Eukaryotic cells have evolved an mRNP quality control system by which aberrant transcripts with processing and assembly defects are recognized as export-incompetent triggering their degradation by the nuclear exosome. Previous studies have suggested the interconnection of this surveillance process with transcription elongation and mRNP biogenesis. However, the molecular mechanisms by which a surveillance apparatus recognizes aberrancies at each step of mRNP formation and targets the defective molecules for destruction remained unknown. To address this question, we took advantage of a new assay in which the heterologous expression of a bacterial RNA-dependent helicase/translocase (transcription termination factor Rho) in yeast induces the production of full-length yet aberrant transcripts that are targeted and degraded by the nuclear exosome, causing a growth defect phenotype (44
). In vitro
, Rho functions as a powerful molecular motor that tracks along the RNA chain and can melt nucleic acid base pairs or disrupt RNA–protein complexes present on its path (49–51
). We have postulated that Rho loading and subsequent translocation along nascent transcripts in yeast cells could antagonize the normal deposition of processing and packaging factors, yielding stripped mRNPs that are recognized as defective.
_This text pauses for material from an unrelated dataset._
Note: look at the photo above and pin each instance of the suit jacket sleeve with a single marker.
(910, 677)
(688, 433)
This assumption was supported by the identification of several mRNP processing and packaging factors in a screen for dosage suppressors of the Rho-induced defect, suggesting that an overload of these RNA-interacting proteins can counteract the denuding effect of the bacterial helicase or neutralize the detection of the aberrant transcripts by the surveillance mechanisms. Additional support to our assumption is provided by a work to be published elsewhere in which decreased occupancy of some mRNP assembly proteins upon Rho action was revealed by ChIP experiments (R. H., C. M., N. C. and A. R. R., manuscript in preparation).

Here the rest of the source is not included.